Steve McQueen's Maze prison film Hunger shocks Cannes
Steve McQueen said he wanted to capture what it was like to hear, see, smell and touch the blocks where IRA prisoners were incarcertated in 1981
The controversial history of Northern Ireland's troubles was brought to vivid light in Cannes today with the screening of Hunger, directed by Turner Prize winner Steve McQueen.
Dramatising life inside the notorious Maze prison and the highly emotive events surrounding the 1981 IRA hunger strike, the film opened the Un Certain Regard section of the festival, which encourages innovative works and young talent.
The film stars Irish actor Michael Fassbender, 31, who starved himself for two months to play the IRA hunger-striker Bobby Sands
McQueen said he wanted to capture what it was like to hear, see, smell and touch the blocks where IRA prisoners were incarcertated in 1981 and convey something which could not be found in books or archives.
The London-born director said: "When I was a child growing up in 1981, aged about 11 or 12, there were three things that influenced me: the Brixton riots, Tottenham winning the FA Cup - which was fantastic - and Bobby Sands.

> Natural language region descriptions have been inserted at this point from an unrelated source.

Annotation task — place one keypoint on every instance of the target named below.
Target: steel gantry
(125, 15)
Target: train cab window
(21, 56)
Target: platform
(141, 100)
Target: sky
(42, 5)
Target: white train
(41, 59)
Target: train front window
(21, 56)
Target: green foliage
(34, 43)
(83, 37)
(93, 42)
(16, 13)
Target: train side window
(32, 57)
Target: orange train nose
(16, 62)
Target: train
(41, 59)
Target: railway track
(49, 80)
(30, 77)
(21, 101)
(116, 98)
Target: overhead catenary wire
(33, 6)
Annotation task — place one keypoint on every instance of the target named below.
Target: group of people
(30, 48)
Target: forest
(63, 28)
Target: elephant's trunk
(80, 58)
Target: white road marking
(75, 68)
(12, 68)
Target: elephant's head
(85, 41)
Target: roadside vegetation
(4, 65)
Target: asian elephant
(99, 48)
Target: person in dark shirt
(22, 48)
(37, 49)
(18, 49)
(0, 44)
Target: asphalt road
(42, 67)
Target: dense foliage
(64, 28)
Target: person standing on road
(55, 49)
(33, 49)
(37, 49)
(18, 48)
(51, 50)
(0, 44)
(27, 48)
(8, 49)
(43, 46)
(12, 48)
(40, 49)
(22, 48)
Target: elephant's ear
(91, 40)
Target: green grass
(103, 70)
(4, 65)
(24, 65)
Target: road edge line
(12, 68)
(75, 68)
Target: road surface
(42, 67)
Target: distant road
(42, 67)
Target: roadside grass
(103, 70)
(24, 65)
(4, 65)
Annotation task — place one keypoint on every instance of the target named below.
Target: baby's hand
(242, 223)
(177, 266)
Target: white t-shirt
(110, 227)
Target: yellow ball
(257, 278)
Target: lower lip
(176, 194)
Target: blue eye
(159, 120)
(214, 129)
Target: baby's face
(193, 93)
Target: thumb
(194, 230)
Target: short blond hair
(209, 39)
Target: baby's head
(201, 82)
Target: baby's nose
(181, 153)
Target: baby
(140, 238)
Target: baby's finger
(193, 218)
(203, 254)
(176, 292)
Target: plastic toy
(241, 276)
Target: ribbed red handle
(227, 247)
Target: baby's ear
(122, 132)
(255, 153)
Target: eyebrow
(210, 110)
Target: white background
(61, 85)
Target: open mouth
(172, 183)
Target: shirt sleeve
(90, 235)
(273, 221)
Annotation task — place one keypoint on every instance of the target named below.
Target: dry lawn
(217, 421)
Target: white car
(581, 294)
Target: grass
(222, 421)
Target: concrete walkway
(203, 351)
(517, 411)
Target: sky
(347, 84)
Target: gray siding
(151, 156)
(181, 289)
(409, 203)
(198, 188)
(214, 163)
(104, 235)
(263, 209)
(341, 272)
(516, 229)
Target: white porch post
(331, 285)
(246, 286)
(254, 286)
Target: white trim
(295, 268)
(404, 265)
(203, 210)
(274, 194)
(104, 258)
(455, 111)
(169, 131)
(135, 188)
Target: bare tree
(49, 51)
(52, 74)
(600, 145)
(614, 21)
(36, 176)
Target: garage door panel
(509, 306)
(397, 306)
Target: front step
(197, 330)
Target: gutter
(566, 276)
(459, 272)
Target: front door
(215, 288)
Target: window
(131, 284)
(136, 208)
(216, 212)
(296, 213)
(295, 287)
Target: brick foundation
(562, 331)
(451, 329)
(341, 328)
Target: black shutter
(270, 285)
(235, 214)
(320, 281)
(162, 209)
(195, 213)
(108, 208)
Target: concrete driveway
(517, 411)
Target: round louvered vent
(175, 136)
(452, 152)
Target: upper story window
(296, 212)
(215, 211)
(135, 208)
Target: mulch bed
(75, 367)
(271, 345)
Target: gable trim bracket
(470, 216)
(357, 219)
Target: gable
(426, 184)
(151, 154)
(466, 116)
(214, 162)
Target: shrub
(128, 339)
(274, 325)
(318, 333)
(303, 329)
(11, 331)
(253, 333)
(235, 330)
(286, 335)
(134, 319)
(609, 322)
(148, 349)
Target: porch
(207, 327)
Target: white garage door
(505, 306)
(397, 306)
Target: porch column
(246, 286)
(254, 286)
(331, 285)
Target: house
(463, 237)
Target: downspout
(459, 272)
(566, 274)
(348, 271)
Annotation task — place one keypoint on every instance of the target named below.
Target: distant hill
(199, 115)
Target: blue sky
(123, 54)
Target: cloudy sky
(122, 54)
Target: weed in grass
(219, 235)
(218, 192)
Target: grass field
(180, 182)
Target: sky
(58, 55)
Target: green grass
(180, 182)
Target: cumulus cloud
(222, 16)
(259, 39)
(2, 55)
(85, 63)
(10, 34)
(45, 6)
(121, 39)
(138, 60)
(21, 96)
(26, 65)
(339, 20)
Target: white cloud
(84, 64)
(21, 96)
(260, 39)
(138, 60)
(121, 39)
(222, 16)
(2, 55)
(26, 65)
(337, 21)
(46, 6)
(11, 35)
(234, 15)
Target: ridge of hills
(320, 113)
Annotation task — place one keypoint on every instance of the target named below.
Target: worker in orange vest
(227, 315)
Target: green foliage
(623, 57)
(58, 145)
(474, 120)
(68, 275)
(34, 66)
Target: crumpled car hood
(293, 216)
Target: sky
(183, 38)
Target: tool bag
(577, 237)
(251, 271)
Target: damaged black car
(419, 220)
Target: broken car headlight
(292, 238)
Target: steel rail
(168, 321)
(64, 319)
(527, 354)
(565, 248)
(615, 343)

"His image appeared on the TV screen virtually every night with a number underneath it and it stayed with me. That passion and that level of confrontation to die on hunger strike.
"This memory and this opportunity drew me to find out more about him and I thought it could be a powerful film."
McQueen, who had never written a script before, described the research process of speaking with ex-prisoners, prison officers and priests who had visited the Maze as "probably the heaviest experience of my life emotionally".
He said he initially contemplated having no dialogue at all.
"But then I started to think about there being, after a period of no dialogue, an avalanche of dialogue."
The film is almost without dialogue for it's first hour, before an unbroken 22 minute take of Sands discussing his proposed hunger strike with his priest.
McQueen said of filming in Northern Ireland: "What became apparent was how so many people had been touched by this story and it was quite remarkable how everyone knew where they were when Bobby Sands died during the hunger strike, everyone had some kind of relationship to the events of that time."